The protein is prosaically designated TDP-43, according to a report in the Oct. 6 issue of Science led by researchers at the University of Pennsylvania School of Medicine. When it folds abnormally, the protein should be quietly removed from the brain. But in some people, the removal system doesn't work, and the protein accumulates inside brain cells. The damage done depends on where the accumulation occurs.

"This provides a beginning of an area of investigation with the goal of trying to turn it into something useful, first as a biomarker and eventually as a target of therapy," said study leader Virginia Lee, director of the university's Center for Neurodegenerative Disease Research.

It has long been thought that the two conditions are somehow related, Lee said. The TDP-43 protein provides the common thread. When its abnormal form accumulates in cells of the frontal and temporal lobes -- the brain areas that control judgment and comportment -- the result is frontotemporal dementia (FTD). When the accumulation is in the spinal cord cells, which control movement, the result is Lou Gehrig's disease, whose formal name is amyotrophic lateral sclerosis, she said.

The incidence of Lou Gehrig's disease is one in 100,000 Americans, Lee said. The incidence of FTD is unknown because it usually is treated as a psychiatric disorder, but it is believed to be the second most common form of dementia, behind Alzheimer's disease.

The researchers used an immunological approach to isolate the protein, Lee said. Their knowledge of other abnormal proteins in neurological diseases, such as beta amyloid in Alzheimer's, made them believe it had a high molecular weight and was highly insoluble.

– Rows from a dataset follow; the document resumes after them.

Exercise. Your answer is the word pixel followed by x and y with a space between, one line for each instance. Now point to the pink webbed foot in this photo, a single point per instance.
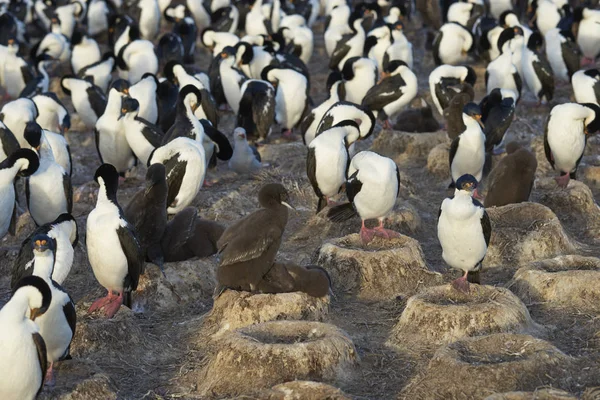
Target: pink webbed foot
pixel 50 379
pixel 111 309
pixel 100 303
pixel 461 284
pixel 366 234
pixel 586 61
pixel 563 180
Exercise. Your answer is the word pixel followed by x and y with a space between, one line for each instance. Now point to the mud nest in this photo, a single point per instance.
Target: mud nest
pixel 401 146
pixel 303 390
pixel 97 335
pixel 186 281
pixel 382 270
pixel 564 282
pixel 438 162
pixel 574 205
pixel 542 394
pixel 490 364
pixel 442 314
pixel 403 218
pixel 261 356
pixel 98 387
pixel 525 232
pixel 233 310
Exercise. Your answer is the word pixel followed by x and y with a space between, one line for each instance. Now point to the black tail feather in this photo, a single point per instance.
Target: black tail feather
pixel 321 204
pixel 127 298
pixel 341 213
pixel 474 277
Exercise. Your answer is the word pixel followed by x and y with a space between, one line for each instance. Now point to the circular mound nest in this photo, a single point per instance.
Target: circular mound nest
pixel 233 310
pixel 261 356
pixel 382 270
pixel 99 336
pixel 542 394
pixel 490 364
pixel 98 387
pixel 186 282
pixel 438 162
pixel 403 218
pixel 574 205
pixel 401 146
pixel 442 314
pixel 566 281
pixel 525 232
pixel 302 390
pixel 589 171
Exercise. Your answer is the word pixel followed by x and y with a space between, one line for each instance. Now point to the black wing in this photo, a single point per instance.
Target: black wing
pixel 305 124
pixel 340 51
pixel 384 93
pixel 153 134
pixel 353 186
pixel 68 190
pixel 28 75
pixel 208 104
pixel 39 343
pixel 135 261
pixel 436 48
pixel 263 109
pixel 486 225
pixel 178 231
pixel 571 55
pixel 326 123
pixel 398 177
pixel 256 153
pixel 547 149
pixel 311 171
pixel 174 171
pixel 10 144
pixel 518 82
pixel 97 99
pixel 543 70
pixel 224 149
pixel 453 150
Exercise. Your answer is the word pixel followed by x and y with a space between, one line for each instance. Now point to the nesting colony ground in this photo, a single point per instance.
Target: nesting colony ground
pixel 170 346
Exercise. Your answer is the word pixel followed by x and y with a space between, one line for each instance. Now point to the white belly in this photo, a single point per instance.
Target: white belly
pixel 566 144
pixel 331 170
pixel 7 203
pixel 46 195
pixel 104 250
pixel 20 374
pixel 54 327
pixel 463 244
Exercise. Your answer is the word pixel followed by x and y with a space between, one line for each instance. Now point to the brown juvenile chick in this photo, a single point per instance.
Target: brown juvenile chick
pixel 512 179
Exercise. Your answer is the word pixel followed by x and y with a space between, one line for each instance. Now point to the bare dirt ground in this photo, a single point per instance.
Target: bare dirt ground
pixel 158 350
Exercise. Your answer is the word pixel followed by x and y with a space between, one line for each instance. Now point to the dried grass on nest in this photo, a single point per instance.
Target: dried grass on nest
pixel 382 270
pixel 442 314
pixel 565 282
pixel 479 367
pixel 574 205
pixel 233 310
pixel 261 356
pixel 542 394
pixel 438 162
pixel 303 390
pixel 401 146
pixel 525 232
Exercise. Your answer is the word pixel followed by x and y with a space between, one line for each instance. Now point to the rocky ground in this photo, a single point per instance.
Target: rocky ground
pixel 394 328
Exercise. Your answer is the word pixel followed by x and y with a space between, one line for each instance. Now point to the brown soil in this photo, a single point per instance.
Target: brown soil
pixel 159 350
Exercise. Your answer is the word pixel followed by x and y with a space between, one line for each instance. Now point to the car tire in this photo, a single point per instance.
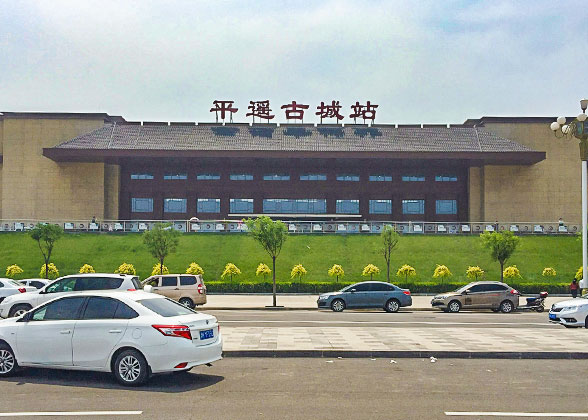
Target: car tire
pixel 130 368
pixel 187 302
pixel 18 310
pixel 506 306
pixel 454 306
pixel 338 305
pixel 8 363
pixel 392 305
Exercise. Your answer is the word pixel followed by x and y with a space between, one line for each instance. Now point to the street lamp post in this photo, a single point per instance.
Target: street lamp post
pixel 578 128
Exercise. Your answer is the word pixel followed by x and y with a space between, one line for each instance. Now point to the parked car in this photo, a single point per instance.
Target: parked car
pixel 367 294
pixel 479 295
pixel 36 283
pixel 76 283
pixel 570 313
pixel 9 287
pixel 188 289
pixel 131 334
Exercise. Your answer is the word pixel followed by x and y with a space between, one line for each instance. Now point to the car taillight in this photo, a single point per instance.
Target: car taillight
pixel 174 330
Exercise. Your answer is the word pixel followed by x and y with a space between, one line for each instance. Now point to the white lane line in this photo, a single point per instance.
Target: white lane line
pixel 72 413
pixel 514 414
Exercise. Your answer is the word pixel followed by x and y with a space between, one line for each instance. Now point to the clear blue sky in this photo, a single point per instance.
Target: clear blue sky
pixel 421 61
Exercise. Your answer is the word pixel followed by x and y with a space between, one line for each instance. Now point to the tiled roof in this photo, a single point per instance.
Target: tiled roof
pixel 321 138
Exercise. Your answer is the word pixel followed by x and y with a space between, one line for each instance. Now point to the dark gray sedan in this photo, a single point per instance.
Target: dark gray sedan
pixel 367 294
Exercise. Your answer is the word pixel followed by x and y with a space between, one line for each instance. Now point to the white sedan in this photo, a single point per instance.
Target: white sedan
pixel 131 334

Working with brain tissue from people who had FTD, the researchers got rid of low-molecular-weight, soluble proteins. They injected what was left into mice, whose immune systems generated antibodies against the material. Work with more than 50,000 tissue samples eventually pointed to TDP-43, a finding confirmed with the use of commercially available antibodies against the protein.

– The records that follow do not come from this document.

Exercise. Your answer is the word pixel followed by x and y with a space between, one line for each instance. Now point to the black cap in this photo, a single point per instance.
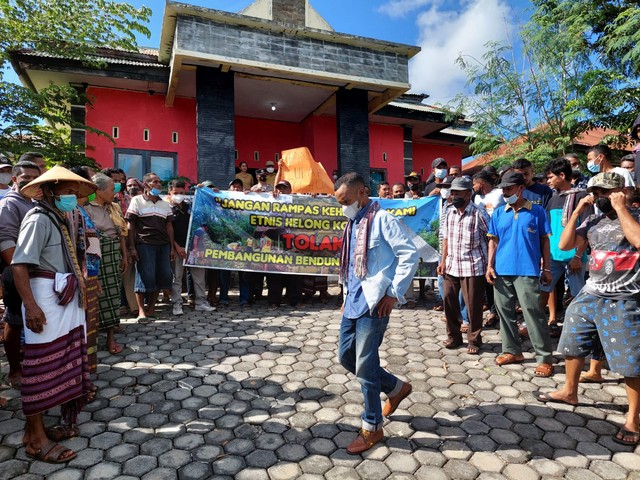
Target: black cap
pixel 510 179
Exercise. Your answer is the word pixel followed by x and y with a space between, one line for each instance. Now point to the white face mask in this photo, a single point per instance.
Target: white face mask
pixel 5 178
pixel 512 199
pixel 350 211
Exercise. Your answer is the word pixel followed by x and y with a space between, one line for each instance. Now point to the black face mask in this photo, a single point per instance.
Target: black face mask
pixel 604 205
pixel 458 202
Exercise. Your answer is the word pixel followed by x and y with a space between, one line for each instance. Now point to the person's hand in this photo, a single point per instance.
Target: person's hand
pixel 386 305
pixel 34 318
pixel 584 204
pixel 618 201
pixel 491 276
pixel 575 265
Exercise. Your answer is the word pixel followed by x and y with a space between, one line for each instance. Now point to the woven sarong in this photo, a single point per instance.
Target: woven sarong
pixel 92 322
pixel 55 369
pixel 110 281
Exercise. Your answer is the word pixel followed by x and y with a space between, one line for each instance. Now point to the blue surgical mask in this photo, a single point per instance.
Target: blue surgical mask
pixel 66 203
pixel 512 199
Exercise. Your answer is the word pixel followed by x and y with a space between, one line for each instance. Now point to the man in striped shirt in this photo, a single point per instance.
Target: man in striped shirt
pixel 463 265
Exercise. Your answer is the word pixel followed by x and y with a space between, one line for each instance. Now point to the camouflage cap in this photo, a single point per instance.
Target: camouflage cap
pixel 606 180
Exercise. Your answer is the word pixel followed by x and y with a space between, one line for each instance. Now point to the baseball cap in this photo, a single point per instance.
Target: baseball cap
pixel 606 180
pixel 438 161
pixel 510 179
pixel 461 183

Research yet to be done will focus on why the protein becomes abnormal in the first place and why the body's disposal system doesn't work properly, Lee said.

Stephen Snyder is a program director in the Neuroscience and Neuropsychology of Aging Program at the National Institute on Aging, which funded the new work. "This paper shows a signature protein," he said. "This is exactly the kind of finding that moves us ahead quickly."

But "quickly" has a distinct meaning in the study of neurological diseases, Snyder said. It has been a quarter century since the role of beta amyloid in Alzheimer's disease was discovered, yet work to develop treatments for the disorder is still under way, he said.

"The neurodegenerative-disease nut cracks open grudgingly," Snyder said. "But all that we have learned with Alzheimer's disease will come into play here. The finding of this particular protein in lesions of these different diseases, that has to count for something. It gives us a mechanism involved in these devastating diseases. How it is involved is an interesting thing to look at."